Les axes prioritaires de la gouvernance de l’eau
Ce programme ambitieux vise à moderniser le secteur à travers trois leviers fondamentaux :
- L’amélioration de la connaissance approfondie des ressources hydriques du pays.
- L’optimisation de la gestion face aux phénomènes climatiques extrêmes.
- Le renforcement des capacités institutionnelles des acteurs du secteur.
Au-delà du soutien financier, cette initiative prévoit une assistance technique soutenue et un partage d’expertise entre les institutions marocaines et leurs homologues européennes.
Détails du montage financier
L’enveloppe globale se décompose en deux volets distincts. D’une part, l’Union européenne accorde une contribution directe de 514,4 millions de dirhams. D’autre part, un montant de 3,2 milliards de dirhams est mobilisé sous forme de prêts par diverses institutions financières européennes.
Répondre à l’urgence du stress hydrique
Le Maroc traverse actuellement une période critique marquée par un stress hydrique sévère. La conjonction du dérèglement climatique, d’une demande en hausse constante et de sept années consécutives de sécheresse a provoqué un déficit pluviométrique alarmant.
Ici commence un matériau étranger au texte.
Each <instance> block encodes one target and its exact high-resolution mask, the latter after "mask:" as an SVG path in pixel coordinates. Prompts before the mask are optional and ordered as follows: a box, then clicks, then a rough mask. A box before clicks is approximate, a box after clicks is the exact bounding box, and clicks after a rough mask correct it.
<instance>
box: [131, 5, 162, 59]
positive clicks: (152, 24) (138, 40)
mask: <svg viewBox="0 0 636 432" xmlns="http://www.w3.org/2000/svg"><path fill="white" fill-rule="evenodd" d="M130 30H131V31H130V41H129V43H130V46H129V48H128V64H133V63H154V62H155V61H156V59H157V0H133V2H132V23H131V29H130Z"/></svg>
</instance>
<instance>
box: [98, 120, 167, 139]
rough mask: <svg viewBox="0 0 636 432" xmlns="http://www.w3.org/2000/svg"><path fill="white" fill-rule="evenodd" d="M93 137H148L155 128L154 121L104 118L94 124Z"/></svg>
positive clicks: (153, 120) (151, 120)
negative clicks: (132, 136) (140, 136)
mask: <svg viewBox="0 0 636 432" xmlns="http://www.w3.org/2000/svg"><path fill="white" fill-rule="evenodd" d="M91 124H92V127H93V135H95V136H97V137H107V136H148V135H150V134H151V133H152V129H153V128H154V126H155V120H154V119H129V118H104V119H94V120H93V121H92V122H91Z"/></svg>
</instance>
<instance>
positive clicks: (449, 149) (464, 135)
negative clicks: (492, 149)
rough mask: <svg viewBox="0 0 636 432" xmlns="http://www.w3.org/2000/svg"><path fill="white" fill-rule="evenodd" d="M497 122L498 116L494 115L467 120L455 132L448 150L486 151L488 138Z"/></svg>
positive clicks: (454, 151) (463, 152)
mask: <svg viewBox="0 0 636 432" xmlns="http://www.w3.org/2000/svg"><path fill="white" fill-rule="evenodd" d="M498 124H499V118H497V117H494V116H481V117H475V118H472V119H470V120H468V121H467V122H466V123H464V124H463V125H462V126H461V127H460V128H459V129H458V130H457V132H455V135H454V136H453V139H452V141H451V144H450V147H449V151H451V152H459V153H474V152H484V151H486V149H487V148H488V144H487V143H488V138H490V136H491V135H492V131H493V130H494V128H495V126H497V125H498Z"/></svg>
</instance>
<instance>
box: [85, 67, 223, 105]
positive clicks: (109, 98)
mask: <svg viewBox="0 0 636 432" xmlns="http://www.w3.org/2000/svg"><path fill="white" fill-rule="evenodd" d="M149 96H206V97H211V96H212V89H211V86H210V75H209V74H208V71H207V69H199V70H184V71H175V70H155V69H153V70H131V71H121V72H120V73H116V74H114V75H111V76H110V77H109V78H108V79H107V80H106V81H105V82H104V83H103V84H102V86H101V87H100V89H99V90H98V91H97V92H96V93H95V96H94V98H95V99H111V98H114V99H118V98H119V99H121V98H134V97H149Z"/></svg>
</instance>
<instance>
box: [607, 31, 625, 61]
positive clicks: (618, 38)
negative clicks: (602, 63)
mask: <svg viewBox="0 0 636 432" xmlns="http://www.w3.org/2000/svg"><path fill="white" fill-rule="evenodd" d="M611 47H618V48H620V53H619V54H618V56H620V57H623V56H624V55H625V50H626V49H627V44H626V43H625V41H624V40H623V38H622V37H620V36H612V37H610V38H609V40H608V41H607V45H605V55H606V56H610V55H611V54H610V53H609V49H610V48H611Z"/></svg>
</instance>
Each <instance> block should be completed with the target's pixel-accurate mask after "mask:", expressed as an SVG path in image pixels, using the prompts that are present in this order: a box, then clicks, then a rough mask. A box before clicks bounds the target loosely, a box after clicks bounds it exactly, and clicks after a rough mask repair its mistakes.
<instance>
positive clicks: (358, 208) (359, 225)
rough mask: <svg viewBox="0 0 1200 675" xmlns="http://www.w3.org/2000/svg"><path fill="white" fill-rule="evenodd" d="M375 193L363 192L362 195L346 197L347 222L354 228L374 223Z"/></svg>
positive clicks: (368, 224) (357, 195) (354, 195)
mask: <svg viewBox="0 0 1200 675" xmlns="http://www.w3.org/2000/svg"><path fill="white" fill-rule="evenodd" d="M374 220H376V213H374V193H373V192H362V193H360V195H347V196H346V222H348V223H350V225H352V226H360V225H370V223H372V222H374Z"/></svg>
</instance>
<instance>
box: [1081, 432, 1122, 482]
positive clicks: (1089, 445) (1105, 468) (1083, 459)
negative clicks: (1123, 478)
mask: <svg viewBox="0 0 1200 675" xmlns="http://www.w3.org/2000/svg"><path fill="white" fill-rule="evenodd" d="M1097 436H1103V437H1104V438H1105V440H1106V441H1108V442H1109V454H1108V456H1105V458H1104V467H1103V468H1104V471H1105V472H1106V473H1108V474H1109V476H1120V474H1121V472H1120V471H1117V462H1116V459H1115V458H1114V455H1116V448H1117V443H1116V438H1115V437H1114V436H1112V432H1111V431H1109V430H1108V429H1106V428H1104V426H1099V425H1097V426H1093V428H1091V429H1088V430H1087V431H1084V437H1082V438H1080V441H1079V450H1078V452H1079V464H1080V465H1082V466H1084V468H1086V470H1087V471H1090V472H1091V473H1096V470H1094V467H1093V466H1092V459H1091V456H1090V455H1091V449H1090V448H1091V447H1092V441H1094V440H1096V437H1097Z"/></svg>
Pour pallier cette situation, le Royaume déploie une stratégie multi-facettes : construction de nouveaux barrages, interconnexions entre bassins hydrauliques et réutilisation des eaux usées traitées.
Un accent particulier est mis sur le dessalement de l’eau de mer, considéré comme un pilier stratégique. L’objectif est clair : couvrir plus de la moitié des besoins en eau potable du pays d’ici 2030 tout en sécurisant l’irrigation agricole pour garantir la souveraineté alimentaire nationale.